Eyal Yakoby, a Jewish activist against antisemitism, later posted to X more details of the attack after speaking to the student and his mother.
After the student confirmed he was Jewish, the men “proceeded to throw him to the ground, kick him and spit on him,” he wrote. “Thankfully, while the student is bruised, he is okay.”
Yakoby added that he “informed [university] President Ono,” who “reached out” to the family.
“The school police are actively working to find the culprits,” he concluded.
UoM Hillel Director Rabbi Davey Rosen said that the police chief had called him personally to reassure him that his men were taking the incident seriously.

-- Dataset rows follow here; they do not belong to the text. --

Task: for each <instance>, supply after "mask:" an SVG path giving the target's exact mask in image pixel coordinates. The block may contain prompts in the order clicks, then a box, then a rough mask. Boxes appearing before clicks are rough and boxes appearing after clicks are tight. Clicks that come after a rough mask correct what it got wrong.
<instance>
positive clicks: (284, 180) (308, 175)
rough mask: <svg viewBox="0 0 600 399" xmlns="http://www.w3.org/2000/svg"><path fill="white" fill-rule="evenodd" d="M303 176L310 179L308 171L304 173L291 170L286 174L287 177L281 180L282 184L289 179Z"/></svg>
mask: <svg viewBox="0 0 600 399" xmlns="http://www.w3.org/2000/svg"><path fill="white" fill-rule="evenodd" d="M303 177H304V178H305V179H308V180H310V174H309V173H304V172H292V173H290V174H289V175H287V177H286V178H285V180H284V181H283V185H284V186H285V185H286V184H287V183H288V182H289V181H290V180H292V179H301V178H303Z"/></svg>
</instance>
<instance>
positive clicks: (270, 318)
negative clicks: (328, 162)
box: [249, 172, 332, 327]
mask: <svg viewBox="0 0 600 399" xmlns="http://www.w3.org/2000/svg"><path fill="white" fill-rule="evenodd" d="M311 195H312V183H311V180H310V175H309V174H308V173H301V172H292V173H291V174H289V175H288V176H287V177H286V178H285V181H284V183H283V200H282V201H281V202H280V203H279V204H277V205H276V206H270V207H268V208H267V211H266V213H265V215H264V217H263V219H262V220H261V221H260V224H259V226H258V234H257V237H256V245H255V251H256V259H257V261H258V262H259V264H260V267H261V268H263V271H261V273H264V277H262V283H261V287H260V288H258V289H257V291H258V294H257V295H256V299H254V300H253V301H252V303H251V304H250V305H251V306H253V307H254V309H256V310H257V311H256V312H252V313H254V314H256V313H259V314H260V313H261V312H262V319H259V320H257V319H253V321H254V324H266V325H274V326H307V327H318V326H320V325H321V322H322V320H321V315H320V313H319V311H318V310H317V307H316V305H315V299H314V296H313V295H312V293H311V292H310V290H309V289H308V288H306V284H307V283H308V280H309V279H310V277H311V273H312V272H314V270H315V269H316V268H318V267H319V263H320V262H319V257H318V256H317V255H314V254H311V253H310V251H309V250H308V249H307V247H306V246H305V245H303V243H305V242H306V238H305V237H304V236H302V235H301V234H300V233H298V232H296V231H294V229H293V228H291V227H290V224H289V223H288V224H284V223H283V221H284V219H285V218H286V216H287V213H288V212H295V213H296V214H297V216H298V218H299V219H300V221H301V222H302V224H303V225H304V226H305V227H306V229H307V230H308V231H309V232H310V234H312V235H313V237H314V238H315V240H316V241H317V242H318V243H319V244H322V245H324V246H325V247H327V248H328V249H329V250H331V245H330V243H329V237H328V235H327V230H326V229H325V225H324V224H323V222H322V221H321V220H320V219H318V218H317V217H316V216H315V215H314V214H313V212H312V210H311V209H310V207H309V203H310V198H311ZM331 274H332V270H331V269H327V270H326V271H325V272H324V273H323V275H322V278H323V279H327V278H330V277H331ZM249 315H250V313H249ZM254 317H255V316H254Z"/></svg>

The Anti Defamation League has also offered a $5,000 reward for information leading to the culprits’ “arrest and conviction.”
The university has seen a huge jump of antisemitic incidents on campus since the October 7 Hamas invasion of Israel and massacre of 1,200 people set off the ongoing war in the Gaza Strip.
Many Jewish students complained that their reports of antisemitic harassment were not taken seriously by the school’s administration, which allowed an anti-Israel encampment to remain on campus for a few weeks during the spring semester before calling in the police to shut it down.
The Department of Education’s Office for Civil Rights investigated 75 complaints, and found that UoM had failed to comply with Title VI of the Civil Rights Act, which theoretically could lead to federal funding being pulled from the university unless it mends its ways.
While President Santa Ono reacted publicly to the Sunday assault by saying that the university stands “firmly against antisemitism and all bias-motivated behavior,” a group of about 50 anti-Israel protestors was allowed to demonstrate noisily at a UoM event last month for more than an hour while school personnel “gave them multiple warnings” that they were “violating university policy” according to Assistant Vice President for Public Affairs Colleen Mastony.
Four protestors who refused to disperse were ultimately arrested. Only one was tangentially affiliated with the school, as a temporary employee, she said.